Anaerobic Nitrogen Cycling: Tales from the Eastern Tropical Pacific

Andrew R Babbin1, Carolyn Buchwald2 and Scott D Wankel2, (1)Massachusetts Institute of Technology, EAPS, Cambridge, MA, United States, (2)Woods Hole Oceanographic Institution, Marine Chemistry & Geochemistry, Woods Hole, MA, United States
Abstract:
A variety of incubation experiments were conducted during two cruises in the eastern tropical North and South Pacific oxygen deficient zones (ODZs), targeting the various anaerobic microbial metabolisms – anammox, denitrification, nitrate reduction, and nitrite oxidation – known to occur in these regions. Combined, we show the imbalance of these processes leads to the large nitrite accumulation observed throughout the global ODZs.
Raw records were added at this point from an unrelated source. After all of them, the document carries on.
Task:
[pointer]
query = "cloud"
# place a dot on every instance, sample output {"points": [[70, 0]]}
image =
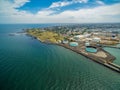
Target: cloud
{"points": [[100, 2], [105, 13], [66, 3]]}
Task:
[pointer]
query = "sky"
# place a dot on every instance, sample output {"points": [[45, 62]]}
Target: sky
{"points": [[59, 11]]}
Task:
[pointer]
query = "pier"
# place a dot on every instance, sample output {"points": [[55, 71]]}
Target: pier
{"points": [[107, 62], [117, 47]]}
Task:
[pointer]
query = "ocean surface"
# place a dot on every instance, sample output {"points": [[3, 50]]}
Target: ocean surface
{"points": [[27, 64]]}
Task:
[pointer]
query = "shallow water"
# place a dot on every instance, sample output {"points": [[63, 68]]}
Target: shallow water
{"points": [[27, 64]]}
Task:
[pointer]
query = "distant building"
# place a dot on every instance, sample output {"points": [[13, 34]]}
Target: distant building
{"points": [[65, 41], [96, 39]]}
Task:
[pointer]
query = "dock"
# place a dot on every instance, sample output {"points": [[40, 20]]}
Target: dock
{"points": [[107, 62]]}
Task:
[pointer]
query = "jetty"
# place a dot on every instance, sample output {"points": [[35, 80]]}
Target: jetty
{"points": [[107, 61], [117, 47]]}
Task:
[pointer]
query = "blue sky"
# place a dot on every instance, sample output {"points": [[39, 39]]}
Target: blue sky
{"points": [[59, 11]]}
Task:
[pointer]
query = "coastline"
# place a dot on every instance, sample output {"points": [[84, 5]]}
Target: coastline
{"points": [[107, 62]]}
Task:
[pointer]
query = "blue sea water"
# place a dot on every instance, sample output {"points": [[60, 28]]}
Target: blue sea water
{"points": [[27, 64]]}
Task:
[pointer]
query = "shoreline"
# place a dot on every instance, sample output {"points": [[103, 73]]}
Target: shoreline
{"points": [[107, 63]]}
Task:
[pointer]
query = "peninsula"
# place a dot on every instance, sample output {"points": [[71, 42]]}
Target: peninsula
{"points": [[83, 41]]}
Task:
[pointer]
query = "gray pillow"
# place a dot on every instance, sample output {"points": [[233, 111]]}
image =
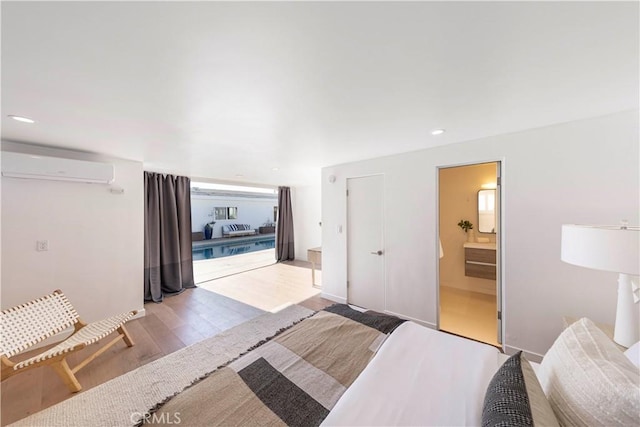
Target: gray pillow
{"points": [[514, 397]]}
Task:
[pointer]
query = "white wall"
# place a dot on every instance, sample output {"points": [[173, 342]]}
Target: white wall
{"points": [[95, 238], [579, 172], [307, 214], [254, 212]]}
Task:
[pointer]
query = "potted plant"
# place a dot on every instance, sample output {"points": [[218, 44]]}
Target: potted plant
{"points": [[467, 226]]}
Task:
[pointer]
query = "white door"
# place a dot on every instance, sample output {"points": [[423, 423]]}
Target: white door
{"points": [[365, 249]]}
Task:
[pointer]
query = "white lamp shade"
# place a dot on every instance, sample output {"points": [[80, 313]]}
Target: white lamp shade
{"points": [[607, 248]]}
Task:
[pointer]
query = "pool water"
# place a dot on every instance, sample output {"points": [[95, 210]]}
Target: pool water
{"points": [[224, 249]]}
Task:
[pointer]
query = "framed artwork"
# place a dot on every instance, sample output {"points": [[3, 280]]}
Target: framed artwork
{"points": [[232, 213], [220, 213]]}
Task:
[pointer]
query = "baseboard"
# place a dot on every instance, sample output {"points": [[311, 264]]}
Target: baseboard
{"points": [[531, 356], [413, 319], [334, 298]]}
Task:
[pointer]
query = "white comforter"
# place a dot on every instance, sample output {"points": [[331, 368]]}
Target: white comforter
{"points": [[420, 377]]}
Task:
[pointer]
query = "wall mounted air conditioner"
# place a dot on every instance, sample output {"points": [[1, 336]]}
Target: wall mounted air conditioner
{"points": [[18, 165]]}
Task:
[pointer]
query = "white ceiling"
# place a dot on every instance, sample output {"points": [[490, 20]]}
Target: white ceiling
{"points": [[214, 90]]}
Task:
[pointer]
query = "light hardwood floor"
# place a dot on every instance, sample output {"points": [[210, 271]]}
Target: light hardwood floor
{"points": [[469, 314], [179, 321]]}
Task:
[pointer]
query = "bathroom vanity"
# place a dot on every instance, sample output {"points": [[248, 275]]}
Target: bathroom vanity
{"points": [[480, 260]]}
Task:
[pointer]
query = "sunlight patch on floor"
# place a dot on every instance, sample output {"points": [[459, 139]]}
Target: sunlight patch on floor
{"points": [[270, 288], [209, 269], [470, 314]]}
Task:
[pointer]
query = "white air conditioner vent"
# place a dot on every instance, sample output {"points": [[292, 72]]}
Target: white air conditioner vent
{"points": [[18, 165]]}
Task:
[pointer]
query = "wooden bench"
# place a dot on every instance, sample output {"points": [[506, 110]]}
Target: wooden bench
{"points": [[27, 324]]}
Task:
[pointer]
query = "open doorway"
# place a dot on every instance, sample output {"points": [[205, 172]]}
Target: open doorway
{"points": [[233, 229], [469, 231]]}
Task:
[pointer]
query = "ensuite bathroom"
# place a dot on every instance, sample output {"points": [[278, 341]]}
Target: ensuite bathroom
{"points": [[469, 226]]}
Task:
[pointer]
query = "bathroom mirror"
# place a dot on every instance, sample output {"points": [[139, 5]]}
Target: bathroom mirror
{"points": [[487, 211]]}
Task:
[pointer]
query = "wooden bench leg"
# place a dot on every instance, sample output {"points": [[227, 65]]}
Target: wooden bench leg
{"points": [[125, 336], [63, 370]]}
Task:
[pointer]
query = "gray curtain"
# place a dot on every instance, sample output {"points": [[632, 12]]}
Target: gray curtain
{"points": [[284, 226], [168, 264]]}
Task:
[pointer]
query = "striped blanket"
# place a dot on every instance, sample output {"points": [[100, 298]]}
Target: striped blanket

Nitrogen loss is attributed to both anammox and denitrification, in set ratios that are determined primarily by the organic matter stoichiometry supplied from the euphotic layer overlying the anoxic zone. These ratios, however, are further impacted by oxygen concentrations, whereby anammox rates are less affected than denitrification at equivalent in situ conditions. We observe that anammox represents between 30% and 85% of the fixed nitrogen loss from these two regions, with the higher proportion occurring shallower in the ODZ. We also show there is a rapid cycling between nitrite and nitrate in the absence of oxygen that can help explain the elevated anammox rates.